The Leeds Unitary Development Plan, which will see Aireborough and Wharfedale through to 2006, could be adopted this summer.

Councillor Clive Fox (Con, Otley and Wharfedale) is calling for the council to scrap it and start a new plan.

But the council looks set to press ahead with the plan and believes another public inquiry would not be in the interest of

residents.

Coun Fox, who sits on the council's UDP Panel, says the revised draft UDP is flawed as it does not take into account new government guidelines about the use of previously developed 'brownfield' sites before greenbelt.

And at yesterday's full council meeting he was due to propose that the plan be dropped.

He said: "I believe that the plan is fundamentally flawed because it takes no account of government planning guidelines PPG3 which requires previously developed brownfield land to be developed before housing on greenfield sites can be considered.

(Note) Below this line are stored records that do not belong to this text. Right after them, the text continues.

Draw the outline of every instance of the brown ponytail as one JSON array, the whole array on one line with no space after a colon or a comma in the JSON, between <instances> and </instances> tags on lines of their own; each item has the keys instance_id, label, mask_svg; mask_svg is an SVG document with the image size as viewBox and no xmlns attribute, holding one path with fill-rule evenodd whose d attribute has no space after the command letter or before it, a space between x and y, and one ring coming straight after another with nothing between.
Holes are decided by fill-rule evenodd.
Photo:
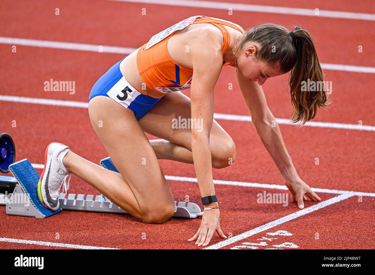
<instances>
[{"instance_id":1,"label":"brown ponytail","mask_svg":"<svg viewBox=\"0 0 375 275\"><path fill-rule=\"evenodd\" d=\"M235 54L249 42L257 42L260 49L258 49L256 58L278 68L282 73L291 71L290 94L294 109L291 119L303 125L315 117L318 107L326 108L331 103L326 94L324 75L310 34L296 27L293 31L294 41L289 33L285 27L273 24L254 27L242 35L244 37ZM315 87L321 88L306 91L303 88L303 82L315 83Z\"/></svg>"}]
</instances>

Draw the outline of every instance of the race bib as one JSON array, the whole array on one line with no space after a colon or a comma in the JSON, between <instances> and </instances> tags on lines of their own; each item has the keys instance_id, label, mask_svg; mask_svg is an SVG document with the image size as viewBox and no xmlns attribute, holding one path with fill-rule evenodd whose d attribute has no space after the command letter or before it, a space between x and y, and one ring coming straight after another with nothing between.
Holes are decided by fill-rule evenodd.
<instances>
[{"instance_id":1,"label":"race bib","mask_svg":"<svg viewBox=\"0 0 375 275\"><path fill-rule=\"evenodd\" d=\"M185 27L189 26L190 24L194 22L196 18L198 17L202 17L203 15L197 15L196 16L192 16L191 17L189 17L187 19L185 19L184 20L181 21L180 22L175 24L173 26L170 27L168 28L166 30L164 30L164 31L160 31L159 33L155 34L152 37L151 39L150 40L148 41L148 43L147 44L147 46L146 46L146 48L144 48L144 49L147 50L148 48L150 47L152 47L155 44L156 44L159 42L162 41L165 37L167 37L171 33L173 33L174 31L177 30L182 30Z\"/></svg>"}]
</instances>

"Work should commence on a new UDP which fully takes into account the government's current planning guidelines."

Last week the council's Executive Board considered responses to modifications in the plan and agreed to press ahead.

It could have recommended a fresh public inquiry but heard that many objections brought up by residents during last year's public consultation had already been debated at the public inquiry in front of a government inspector.

Members were told that there were new issues raised particularly to do with the new government guidelines concerning brownfield sites but that they could be dealt with through the UDP review or by the normal planning process.

A report to the board added that a second inquiry would mean further delay to the adoption of the plan which had already been in the making for more than seven years.

Coun Fox said once the plan is formally adopted green belt land could become developed.

And that last year's consultation into modifications proposed by the government inspector had been little more than a public relations exercise.

"Nearly 2,500 objections were received on 188 issues, a number of them extra housing sites in greenbelt identified by the inspector and all but a handful have been arbitrarily dismissed by the council's planners as being not new evidence and thus not worthy of consideration.

"The objectors included a dozen councillors and three MPs all of whom have been told effectively they were wasting their time."

Coun Fox said the council was basically ignoring the PPG3 guidelines.

"That is new evidence and the planners are hoping to get away with a bland addendum to the UDP which amounts to a token acknowledgement that PPG3 will need to be taken into consideration in due course. That is clearly nonsense as the planning minister Nick Raynsford has said on a number of occasions that PPG3 applies now, not when a local authority gets round to reviewing its planning policies."

He added that it seemed that the council was pressing for a plan to be in place as soon as possible.

'They seem to be saying life will come to an abrupt halt if there is no adopted UDP. "

l The plan will now be put on deposit to give people the chance to make comments on the new modifications. Only representations to the latest modifications will be taken into account.